Notably absent was junior guard Wesley Saunders, the leading scorer for the Crimson who nabbed a team-high 14 points during last season’s outing in Storrs, and sat on the bench due to injury.
“Coach’s motto is ‘next person up’,” Chambers said. “Wesley went down; we were just going to do as a team and somebody’s going to step up and play their role that they have….. We handled [Saunders’ absence] really well.”
In his place, Chambers and Curry controlled the shallow backcourt and each played all but two minutes of the game. Curry, who also has dealt with injury this season, played under 20 minutes in his past three games – the first the senior had played in over a month.
“Brandyn has worked himself back to being able to play extended minutes,” Harvard coach Tommy Amaker said. “I’m sure he got tired, not just because of the minutes but because of the players that these guys had to guard out there. Those two guards [Boatright and Napier] are electic and dynamic, and they’re a handful.”
Chambers, who ran the floor for the entire second half despite having a noticeable limp at times, led all scorers with 21 points. He converted five of his seven three-point attempts, including an extra-long trey that snipped the Huskies lead to two with just over three minutes remaining in the game.
But besides Chambers’ efficiency from deep, the Crimson watched three after three rim out. The team went 9-for-22 overall in the game.
“We certainly felt that we were going to have opportunities to get threes,” Amaker said. “Not all the threes…were great shots. The way I think about it right now is that we were going to take our shots when we have them.”
Shooting proved to be the weakness for a Saunders-less Crimson against a team capable of running a smothering defense. Harvard shot at 36 percent through the game, markedly under their season average, and at just 27 percent during the final 20 minutes.
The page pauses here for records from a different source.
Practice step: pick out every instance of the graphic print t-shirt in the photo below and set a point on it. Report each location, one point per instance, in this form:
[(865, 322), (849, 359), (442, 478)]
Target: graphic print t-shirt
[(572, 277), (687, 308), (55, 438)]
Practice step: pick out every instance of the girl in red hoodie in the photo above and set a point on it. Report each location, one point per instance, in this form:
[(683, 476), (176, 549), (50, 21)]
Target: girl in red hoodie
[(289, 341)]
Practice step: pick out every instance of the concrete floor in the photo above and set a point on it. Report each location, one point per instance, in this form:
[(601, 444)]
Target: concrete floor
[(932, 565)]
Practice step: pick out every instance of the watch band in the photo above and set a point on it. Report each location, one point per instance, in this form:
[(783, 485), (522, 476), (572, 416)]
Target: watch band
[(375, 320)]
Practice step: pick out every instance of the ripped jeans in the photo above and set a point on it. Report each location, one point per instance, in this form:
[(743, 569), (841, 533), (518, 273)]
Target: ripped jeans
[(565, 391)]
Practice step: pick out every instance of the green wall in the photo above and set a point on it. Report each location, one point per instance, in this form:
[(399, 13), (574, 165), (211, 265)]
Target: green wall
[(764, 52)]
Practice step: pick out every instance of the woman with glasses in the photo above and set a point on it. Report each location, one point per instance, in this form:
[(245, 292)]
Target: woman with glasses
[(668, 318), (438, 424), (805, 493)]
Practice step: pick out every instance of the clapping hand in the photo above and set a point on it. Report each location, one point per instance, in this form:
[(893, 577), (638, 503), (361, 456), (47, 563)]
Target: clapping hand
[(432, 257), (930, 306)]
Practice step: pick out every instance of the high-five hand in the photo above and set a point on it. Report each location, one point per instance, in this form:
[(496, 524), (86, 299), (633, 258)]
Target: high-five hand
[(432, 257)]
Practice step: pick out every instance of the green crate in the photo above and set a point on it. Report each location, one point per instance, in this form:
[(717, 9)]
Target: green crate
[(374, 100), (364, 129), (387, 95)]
It was perhaps fatigue, a loss of momemtum, and the deafening cries of a home crowd that proved lethal to Harvard in the end.
Yet the first half showed glimmers of hope that a Crimson squad with Saunders relegated to the bench could, in fact, take down a team that just recently ended a run of nine consecutive weeks in the AP Top 25.
Powered by the play of veteran Curry, who doled out six of the team’s 12 assists during the tilt, and the efficient shooting of Chambers, it was Harvard who led heading into the locker room, 31-26.
As the Crimson confronted the play of Connecticut’s forward’s, most of who are at or within inches of seven feet tall, the Crimson’s big men became even more important.
Driving the interior presence senior was Kyle Casey, who had nine points on the night, eight of which came during the first 20 minutes, as well as a game-high nine defensive rebounds. Sophomore Agunwa Okolie also proved formidable on the glass with six total boards.
Despite occasional mismatches in size, Harvard found itself at the good end of the turnover stick, driving the Huskies to commit 11 in the opening frame, despite the team having a season average of just nine per game. With those increased opportunities at possessions came more chances at baskets, and a steadier rhythm for the Crimson.
Momentum was a key to Harvard’s success in the first stanza, with a 12-0 run late in the half giving the Crimson its first lead since the opening minute of the game. Yet rhythm also proved lethal to Harvard, as the Huskies rattled off runs of 7-0 at points of each frame, and controlled the speed as they took a lead they would never relinquish early in the second half.
The contest is the last for Harvard before it opens its Ivy season against Dartmouth on Saturday.